The broken and the damaged are who Jesus ministered to.
The broken and the damaged are His followers. The broken and the damaged and the unsuccessful and the people who didn’t fit into the acceptable mold.
So maybe my lack of success, my frustration and pain and depression and anger that came out of all of this are somehow exactly the right thing.
But I said I am leaving with more questions than answers.
The fact is that Jesus’ life and ministry and work in the world was with a messy people. Even among his closest followers. In Mark 10, James and John ask Jesus to prepare a place for them beside him in heaven. Jesus gently corrects them like “Dudes, that’s not for me to decide.” But when the other disciples find out they get pretty annoyed… “DUH” they probably said, “You idiots, why would you ask that question. It’s not even the RIGHT question! Way to make us look bad in front of the big man.”
I was definitely the James/John of Seminary. I never had the right answer. I felt very profoundly the admonishment of my peers, the frustration over what I was studying feeling irrelevant, the complete lack of surety of self, the desire to ask why when the class is already 8 feet deep into some abstract theological concept.
And that end to the story and those messy feelings will never be published in the little blog on the front page of their website. It’s all success stories and people doing incredible things and about how deep their faith goes. Not that it’s a bad thing. But they’ll never feature stories of anyone who feels let down or hurt or damaged by the process, no stories of people who floundered post-graduation or struggled to find jobs that paid enough or were spending every day in the midst of sorrow or felt exiled from the community.
We don’t really like to tell the messy stories.
The ones that haven’t yet hit redemption. It’s why pastors avoid theodicy. It’s why we like the happy endings. It’s why we frame everything in the promise that Jesus is comin’ on back. Because otherwise we are left in the mess we have now.
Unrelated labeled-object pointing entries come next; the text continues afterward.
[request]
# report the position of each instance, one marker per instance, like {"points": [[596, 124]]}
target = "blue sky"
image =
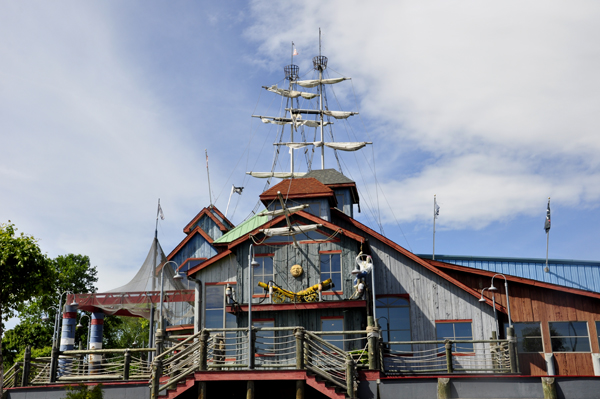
{"points": [[107, 106]]}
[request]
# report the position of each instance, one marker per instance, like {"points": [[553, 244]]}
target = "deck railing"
{"points": [[334, 356]]}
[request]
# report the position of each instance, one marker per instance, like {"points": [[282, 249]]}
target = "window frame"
{"points": [[456, 352], [334, 291], [552, 338]]}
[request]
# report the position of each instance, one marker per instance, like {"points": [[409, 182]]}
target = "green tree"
{"points": [[24, 272]]}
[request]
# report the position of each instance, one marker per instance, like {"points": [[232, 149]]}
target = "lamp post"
{"points": [[482, 299], [178, 276], [252, 263], [492, 288], [57, 317]]}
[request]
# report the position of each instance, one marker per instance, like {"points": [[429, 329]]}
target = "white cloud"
{"points": [[499, 100]]}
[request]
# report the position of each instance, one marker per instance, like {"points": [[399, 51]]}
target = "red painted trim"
{"points": [[521, 280], [300, 306], [197, 230], [414, 257], [209, 262], [455, 321]]}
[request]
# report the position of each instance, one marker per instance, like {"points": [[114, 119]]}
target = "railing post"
{"points": [[54, 363], [372, 336], [159, 341], [350, 376], [127, 360], [26, 367], [299, 334], [203, 350], [512, 349], [156, 374], [448, 346]]}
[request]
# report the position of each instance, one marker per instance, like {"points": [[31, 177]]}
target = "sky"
{"points": [[107, 106]]}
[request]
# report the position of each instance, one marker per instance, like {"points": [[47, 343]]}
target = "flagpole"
{"points": [[547, 227], [433, 256]]}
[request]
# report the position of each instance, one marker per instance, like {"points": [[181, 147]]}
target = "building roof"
{"points": [[583, 275], [328, 176], [242, 229], [299, 188]]}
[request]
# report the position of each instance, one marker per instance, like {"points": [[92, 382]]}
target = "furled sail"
{"points": [[343, 146], [290, 93], [316, 82], [279, 212], [290, 231], [280, 175]]}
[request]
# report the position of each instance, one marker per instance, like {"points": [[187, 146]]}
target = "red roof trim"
{"points": [[521, 280], [208, 213], [189, 237], [415, 258], [209, 262]]}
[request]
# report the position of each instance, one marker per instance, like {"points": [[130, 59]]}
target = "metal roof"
{"points": [[242, 229], [583, 275]]}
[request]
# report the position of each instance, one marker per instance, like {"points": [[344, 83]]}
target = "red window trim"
{"points": [[455, 321]]}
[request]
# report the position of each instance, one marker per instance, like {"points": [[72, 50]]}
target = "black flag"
{"points": [[547, 224]]}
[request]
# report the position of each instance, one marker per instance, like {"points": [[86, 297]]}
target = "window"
{"points": [[529, 337], [331, 267], [263, 272], [569, 336], [215, 315], [335, 323], [455, 330], [394, 315]]}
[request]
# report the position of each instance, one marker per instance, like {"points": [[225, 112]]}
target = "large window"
{"points": [[331, 267], [569, 336], [457, 331], [263, 272], [333, 324], [529, 337], [394, 319], [215, 315]]}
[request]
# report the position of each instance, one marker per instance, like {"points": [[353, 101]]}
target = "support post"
{"points": [[444, 388], [449, 357], [299, 334], [203, 350], [54, 362], [26, 367], [156, 374], [250, 390], [373, 337], [350, 377], [127, 361], [549, 388], [512, 349], [159, 341], [300, 384]]}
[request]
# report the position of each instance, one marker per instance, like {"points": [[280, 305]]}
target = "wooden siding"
{"points": [[537, 304]]}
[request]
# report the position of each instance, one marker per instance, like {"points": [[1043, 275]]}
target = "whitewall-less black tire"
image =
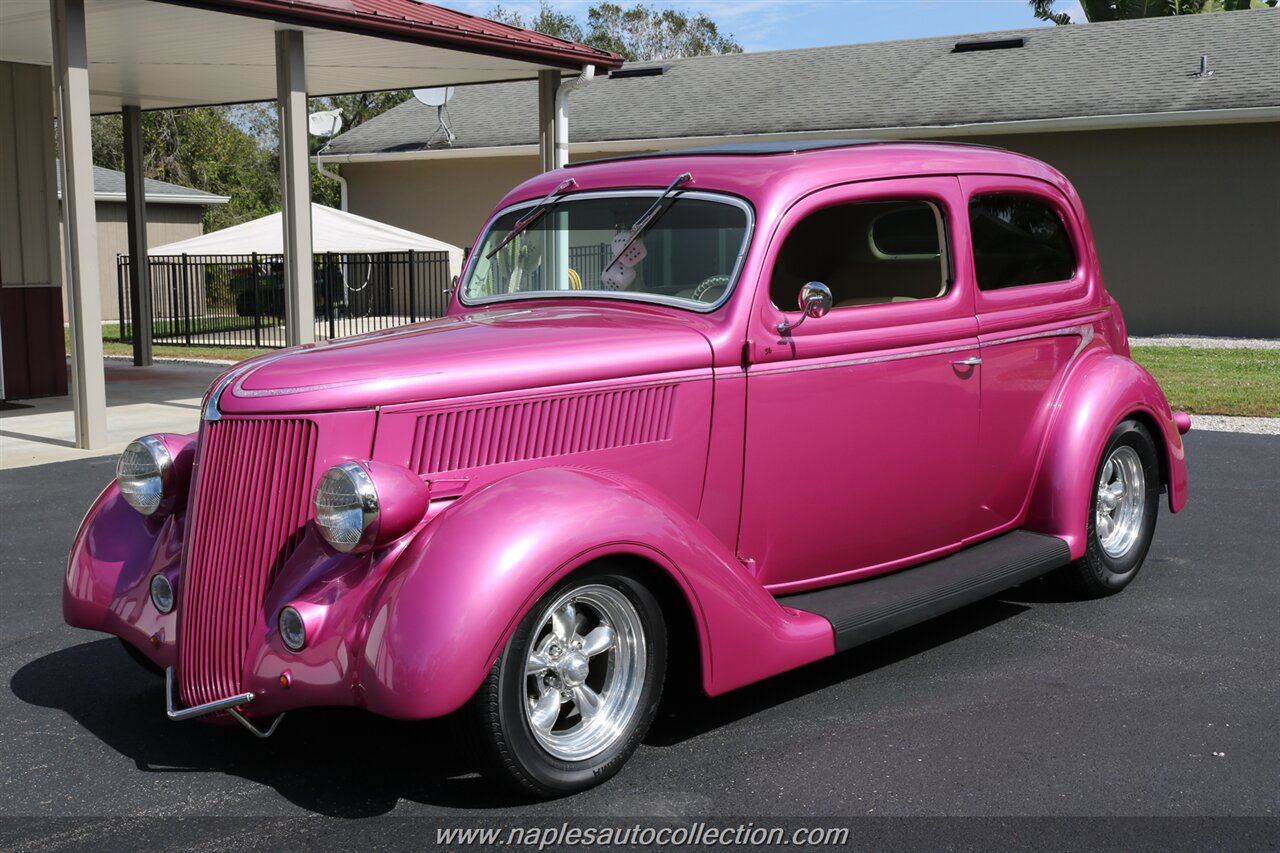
{"points": [[575, 689]]}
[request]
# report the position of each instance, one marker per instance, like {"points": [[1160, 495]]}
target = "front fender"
{"points": [[1101, 391], [464, 584], [109, 570]]}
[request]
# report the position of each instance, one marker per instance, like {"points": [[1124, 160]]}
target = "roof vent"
{"points": [[645, 71], [988, 44]]}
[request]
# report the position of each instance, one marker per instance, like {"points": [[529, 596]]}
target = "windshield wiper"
{"points": [[649, 217], [534, 214]]}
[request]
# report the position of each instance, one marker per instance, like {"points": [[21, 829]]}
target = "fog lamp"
{"points": [[293, 630], [161, 593]]}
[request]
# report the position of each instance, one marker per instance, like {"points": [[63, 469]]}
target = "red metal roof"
{"points": [[423, 23]]}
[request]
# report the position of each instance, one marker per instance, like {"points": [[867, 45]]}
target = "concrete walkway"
{"points": [[161, 398]]}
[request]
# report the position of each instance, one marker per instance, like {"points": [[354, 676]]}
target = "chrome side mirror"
{"points": [[814, 301]]}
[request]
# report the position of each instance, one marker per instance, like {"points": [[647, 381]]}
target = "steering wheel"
{"points": [[709, 284]]}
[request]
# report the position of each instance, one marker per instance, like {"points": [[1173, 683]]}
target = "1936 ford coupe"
{"points": [[726, 410]]}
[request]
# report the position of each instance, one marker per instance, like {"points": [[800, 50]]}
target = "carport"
{"points": [[133, 55]]}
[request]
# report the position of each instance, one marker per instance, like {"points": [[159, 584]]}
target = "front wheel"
{"points": [[575, 689], [1121, 514]]}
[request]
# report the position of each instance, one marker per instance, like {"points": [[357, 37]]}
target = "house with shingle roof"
{"points": [[1169, 127], [173, 213]]}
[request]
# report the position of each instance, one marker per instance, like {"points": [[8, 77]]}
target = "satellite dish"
{"points": [[438, 96], [325, 124]]}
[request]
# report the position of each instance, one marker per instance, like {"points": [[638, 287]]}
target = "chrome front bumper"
{"points": [[229, 705]]}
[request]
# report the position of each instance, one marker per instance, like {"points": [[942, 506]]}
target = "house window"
{"points": [[1016, 241], [867, 252]]}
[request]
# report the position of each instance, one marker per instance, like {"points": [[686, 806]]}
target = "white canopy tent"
{"points": [[332, 231]]}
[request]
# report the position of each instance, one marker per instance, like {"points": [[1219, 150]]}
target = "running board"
{"points": [[867, 610]]}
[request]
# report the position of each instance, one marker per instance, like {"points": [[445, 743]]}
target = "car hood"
{"points": [[474, 354]]}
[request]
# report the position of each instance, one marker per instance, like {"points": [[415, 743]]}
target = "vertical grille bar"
{"points": [[250, 512]]}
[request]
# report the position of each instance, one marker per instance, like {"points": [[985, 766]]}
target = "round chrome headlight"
{"points": [[161, 593], [346, 506], [293, 630], [145, 474]]}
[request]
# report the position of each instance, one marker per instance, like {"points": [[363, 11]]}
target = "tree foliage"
{"points": [[1125, 9], [233, 150], [204, 149], [638, 32]]}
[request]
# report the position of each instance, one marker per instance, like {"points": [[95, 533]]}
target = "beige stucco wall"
{"points": [[443, 199], [1184, 218], [1185, 222], [165, 224]]}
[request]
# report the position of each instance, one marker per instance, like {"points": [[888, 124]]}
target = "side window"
{"points": [[1018, 240], [867, 252]]}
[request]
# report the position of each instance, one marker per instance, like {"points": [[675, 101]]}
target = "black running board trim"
{"points": [[867, 610]]}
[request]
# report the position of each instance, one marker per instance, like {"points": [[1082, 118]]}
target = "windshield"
{"points": [[688, 255]]}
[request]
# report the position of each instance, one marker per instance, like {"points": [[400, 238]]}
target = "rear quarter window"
{"points": [[1018, 241]]}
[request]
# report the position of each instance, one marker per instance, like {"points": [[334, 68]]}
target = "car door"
{"points": [[862, 424], [1034, 297]]}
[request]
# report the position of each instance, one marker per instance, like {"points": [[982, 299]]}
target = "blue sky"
{"points": [[781, 24]]}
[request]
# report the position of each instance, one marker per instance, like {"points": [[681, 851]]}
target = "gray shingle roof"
{"points": [[109, 186], [1133, 67]]}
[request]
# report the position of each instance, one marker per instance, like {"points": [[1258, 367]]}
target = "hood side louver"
{"points": [[522, 430]]}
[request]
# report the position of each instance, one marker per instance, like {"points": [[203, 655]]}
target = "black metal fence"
{"points": [[238, 300]]}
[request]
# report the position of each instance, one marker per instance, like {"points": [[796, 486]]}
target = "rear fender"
{"points": [[453, 600], [1102, 389]]}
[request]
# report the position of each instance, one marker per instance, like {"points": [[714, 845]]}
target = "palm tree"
{"points": [[1125, 9]]}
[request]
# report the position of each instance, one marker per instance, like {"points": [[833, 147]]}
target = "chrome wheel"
{"points": [[1121, 501], [585, 671]]}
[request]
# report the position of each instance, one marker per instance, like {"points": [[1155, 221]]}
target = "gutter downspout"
{"points": [[334, 176], [562, 94]]}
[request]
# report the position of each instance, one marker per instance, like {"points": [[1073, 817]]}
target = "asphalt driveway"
{"points": [[1164, 701]]}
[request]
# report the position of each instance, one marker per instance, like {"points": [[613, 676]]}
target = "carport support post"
{"points": [[548, 85], [83, 301], [554, 254], [136, 206], [291, 86]]}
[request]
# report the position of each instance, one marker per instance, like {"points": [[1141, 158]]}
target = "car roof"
{"points": [[772, 176], [764, 149]]}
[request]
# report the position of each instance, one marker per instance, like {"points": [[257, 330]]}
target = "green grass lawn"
{"points": [[1216, 382]]}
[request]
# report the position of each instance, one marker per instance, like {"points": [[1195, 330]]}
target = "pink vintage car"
{"points": [[718, 413]]}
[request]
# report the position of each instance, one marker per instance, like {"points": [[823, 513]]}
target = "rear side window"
{"points": [[1016, 241]]}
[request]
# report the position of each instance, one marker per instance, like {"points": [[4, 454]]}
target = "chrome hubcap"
{"points": [[585, 673], [1121, 502]]}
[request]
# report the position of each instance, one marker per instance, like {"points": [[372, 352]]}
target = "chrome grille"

So, maybe my “calling” is to be the person who says “I don’t know” and to sit in the mess with people. Maybe that’s why I’m so drawn to social work, because it’s actually all about the messiness of people and meeting them in it.
Seminary taught me a lot about how to give the right answers, but not how to ask the right questions.
I may not be able to give you the front page story of seminary, but I can promise to sit in the mess with you.